Lawrenceville nonprofit Because One Matters is holdings its first annual Jolly Jamboree on Nov. 26. (Andrea Barclay)

For Because One Matters, the Christmas spirit is not just reserved for December.

Founded by Gwinnett County resident Andrea Barclay in 2014, the nonprofit organization is dedicated to serving the needs of foster children and youth from communities or homes with economic disparities in education and developmental resources.

On Nov. 26, Matters will be holding its first annual Jolly Jamboree, a holiday-themed party designed to bring local foster families holiday cheer, in addition to raising money for the program’s “Restoring Dignity One Heart at a Time” fundraising initiative. Proceeds will go towards purchasing new winter items for local children.

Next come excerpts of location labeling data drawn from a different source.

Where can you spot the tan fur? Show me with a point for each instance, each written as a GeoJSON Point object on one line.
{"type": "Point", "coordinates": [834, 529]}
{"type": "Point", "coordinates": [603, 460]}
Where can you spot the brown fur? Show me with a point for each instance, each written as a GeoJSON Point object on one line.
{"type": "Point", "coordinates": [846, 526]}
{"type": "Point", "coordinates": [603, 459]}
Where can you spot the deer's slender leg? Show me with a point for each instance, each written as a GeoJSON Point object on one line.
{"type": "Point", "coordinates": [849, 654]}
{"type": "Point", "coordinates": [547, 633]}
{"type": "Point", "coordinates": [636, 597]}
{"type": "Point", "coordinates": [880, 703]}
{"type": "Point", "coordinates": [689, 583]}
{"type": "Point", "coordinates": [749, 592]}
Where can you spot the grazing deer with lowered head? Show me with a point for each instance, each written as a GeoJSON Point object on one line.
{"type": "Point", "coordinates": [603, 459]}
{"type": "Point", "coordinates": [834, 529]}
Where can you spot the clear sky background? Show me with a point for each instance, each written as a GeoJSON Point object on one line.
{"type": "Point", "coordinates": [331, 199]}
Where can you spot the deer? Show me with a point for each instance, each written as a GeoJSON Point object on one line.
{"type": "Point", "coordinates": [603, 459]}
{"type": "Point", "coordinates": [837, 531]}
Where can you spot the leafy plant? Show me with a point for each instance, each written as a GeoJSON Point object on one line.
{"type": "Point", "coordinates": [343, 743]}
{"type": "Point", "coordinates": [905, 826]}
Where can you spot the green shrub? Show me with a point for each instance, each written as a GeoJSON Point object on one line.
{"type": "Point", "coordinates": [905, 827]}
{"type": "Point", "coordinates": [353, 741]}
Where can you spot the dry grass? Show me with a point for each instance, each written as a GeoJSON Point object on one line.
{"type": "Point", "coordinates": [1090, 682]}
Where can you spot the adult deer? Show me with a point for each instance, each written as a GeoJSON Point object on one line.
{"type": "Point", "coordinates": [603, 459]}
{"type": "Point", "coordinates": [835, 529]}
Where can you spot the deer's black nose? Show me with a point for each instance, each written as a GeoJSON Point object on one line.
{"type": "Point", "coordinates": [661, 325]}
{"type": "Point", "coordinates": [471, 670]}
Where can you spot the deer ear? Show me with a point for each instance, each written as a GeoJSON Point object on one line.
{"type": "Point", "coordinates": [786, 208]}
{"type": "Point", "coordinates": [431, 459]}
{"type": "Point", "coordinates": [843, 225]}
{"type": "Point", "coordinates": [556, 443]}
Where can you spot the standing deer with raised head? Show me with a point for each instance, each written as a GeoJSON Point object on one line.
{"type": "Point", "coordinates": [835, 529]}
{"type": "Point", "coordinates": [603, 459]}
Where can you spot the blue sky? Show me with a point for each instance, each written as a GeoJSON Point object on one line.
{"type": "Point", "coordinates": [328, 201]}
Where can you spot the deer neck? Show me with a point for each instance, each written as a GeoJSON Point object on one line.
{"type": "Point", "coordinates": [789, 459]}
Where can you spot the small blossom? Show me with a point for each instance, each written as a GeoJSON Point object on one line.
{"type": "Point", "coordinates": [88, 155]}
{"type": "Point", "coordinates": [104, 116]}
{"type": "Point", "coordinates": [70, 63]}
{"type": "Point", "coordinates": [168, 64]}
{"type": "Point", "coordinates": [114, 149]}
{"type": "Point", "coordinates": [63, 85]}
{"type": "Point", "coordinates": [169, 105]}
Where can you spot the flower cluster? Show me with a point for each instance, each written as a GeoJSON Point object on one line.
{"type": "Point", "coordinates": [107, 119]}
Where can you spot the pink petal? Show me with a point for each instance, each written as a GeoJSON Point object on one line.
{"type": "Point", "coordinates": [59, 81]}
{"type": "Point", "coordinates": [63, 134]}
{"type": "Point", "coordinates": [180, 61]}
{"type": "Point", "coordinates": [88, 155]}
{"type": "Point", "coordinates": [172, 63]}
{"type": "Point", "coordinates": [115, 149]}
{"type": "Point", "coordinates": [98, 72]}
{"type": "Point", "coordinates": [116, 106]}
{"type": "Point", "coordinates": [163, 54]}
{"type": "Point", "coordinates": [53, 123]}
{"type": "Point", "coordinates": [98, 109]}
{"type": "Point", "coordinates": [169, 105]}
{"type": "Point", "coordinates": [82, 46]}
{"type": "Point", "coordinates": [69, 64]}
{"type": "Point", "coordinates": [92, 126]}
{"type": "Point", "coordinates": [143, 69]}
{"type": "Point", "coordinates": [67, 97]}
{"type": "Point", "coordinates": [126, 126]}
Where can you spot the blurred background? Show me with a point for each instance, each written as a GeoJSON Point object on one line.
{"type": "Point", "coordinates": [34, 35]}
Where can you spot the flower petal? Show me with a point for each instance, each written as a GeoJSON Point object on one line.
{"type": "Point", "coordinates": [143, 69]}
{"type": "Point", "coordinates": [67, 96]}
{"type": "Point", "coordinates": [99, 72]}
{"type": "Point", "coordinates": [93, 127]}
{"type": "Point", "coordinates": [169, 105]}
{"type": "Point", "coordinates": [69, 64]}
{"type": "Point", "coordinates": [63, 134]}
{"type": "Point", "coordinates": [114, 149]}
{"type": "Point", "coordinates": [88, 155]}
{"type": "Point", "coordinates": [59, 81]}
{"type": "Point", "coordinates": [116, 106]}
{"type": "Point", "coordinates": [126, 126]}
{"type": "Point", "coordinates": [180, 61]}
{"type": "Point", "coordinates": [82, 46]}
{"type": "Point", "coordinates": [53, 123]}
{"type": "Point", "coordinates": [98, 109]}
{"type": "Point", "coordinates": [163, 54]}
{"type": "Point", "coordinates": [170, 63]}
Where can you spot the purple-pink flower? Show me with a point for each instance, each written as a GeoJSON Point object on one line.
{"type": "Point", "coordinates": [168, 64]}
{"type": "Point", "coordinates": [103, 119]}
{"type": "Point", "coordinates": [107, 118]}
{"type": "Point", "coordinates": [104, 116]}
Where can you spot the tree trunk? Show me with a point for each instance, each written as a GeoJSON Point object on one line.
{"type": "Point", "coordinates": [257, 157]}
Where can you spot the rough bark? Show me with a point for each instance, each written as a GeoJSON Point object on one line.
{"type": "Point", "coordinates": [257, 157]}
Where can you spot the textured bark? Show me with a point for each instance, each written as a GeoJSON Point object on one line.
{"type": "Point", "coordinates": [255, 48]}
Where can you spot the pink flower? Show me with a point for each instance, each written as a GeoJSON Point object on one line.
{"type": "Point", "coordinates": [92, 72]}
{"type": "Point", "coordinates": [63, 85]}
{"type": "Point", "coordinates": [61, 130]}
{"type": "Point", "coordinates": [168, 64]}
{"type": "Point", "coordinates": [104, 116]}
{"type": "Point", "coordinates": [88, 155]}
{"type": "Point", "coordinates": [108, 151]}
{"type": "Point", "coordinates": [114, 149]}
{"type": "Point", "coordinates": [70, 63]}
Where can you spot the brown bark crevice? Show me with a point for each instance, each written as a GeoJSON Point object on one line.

“This is a great time of the year for us to have a celebration,” said Barclay. “We will have a lot of activities for the kids; lots of arts and crafts, ornament decorations, a DJ, and the biggest gift of all is that each child is going to be able to pick out their own gift for their parents for free. The parents work very hard and there are not enough of them out there, especially for the older kids.”

While Barclay herself has never served as foster parent, she is more than familiar with the system.

After the loss of her daughter to Sudden Infant Death Syndrome in 1990, Barclay began to look into the process of becoming an adoptive parent throughout the early ’90s, later backing out due to the tedious process and self-doubt about her motivations for the major step.

“I wasn’t sure if I was doing it for the right reasons, or if I was only doing it to try and replace my daughter,” she said.

Nearly 20 years later in 2013, a sermon from her church’s pastor that Barclay received as a “sign from God” once again led her to the foster care system, this time with her reaching out to the Gwinnett County Division of Family and Children Services with the desire to assist in helping already established foster families.

What began with arranging birthday parties for foster children grew to the organization providing services such as clothing, back-to-school giveaways and home-cooked Thanksgiving meals for over 5,500 children since the program’s inception.

As with previous events held by the nonprofit, The Jamboree was inspired by the chance to provide a well-deserved celebration for children and young adults adjusting to holidays in a new location, and often with foster parents and siblings that they have not yet become familiar with.

“Initially we thought about providing them with bedding and furniture, and then we realized that a lot of these kids don’t really have any holidays,” said Barclay. “It also gives us a chance for the families themselves to come together.”

She hopes that the festivities will help to provide a much-needed escape from the trials and tribulations associated with the foster care system, with children often being bounced from a home they have made a connection with to another, and parents struggling to provide financial care with less than sustainable payments given by the government.

“I don’t know if there is one thing that can fix it, but the system is broken,” said Barclay. “It’s going to take a lot of discussion from foster families, DFACS, the government … it’s not something that is going to be fixed overnight.”

She also hopes that donators and supporters will not forget about the organization’s year-long initiatives once the holiday season is gone and forgotten.

“Many nonprofits get a lot of attention during the holidays, which is great, but we want people to remember that we are here year-round, 24/7, Sunday through Saturday,” said Barclay. “We may be small, but we grow mighty and stronger each year.”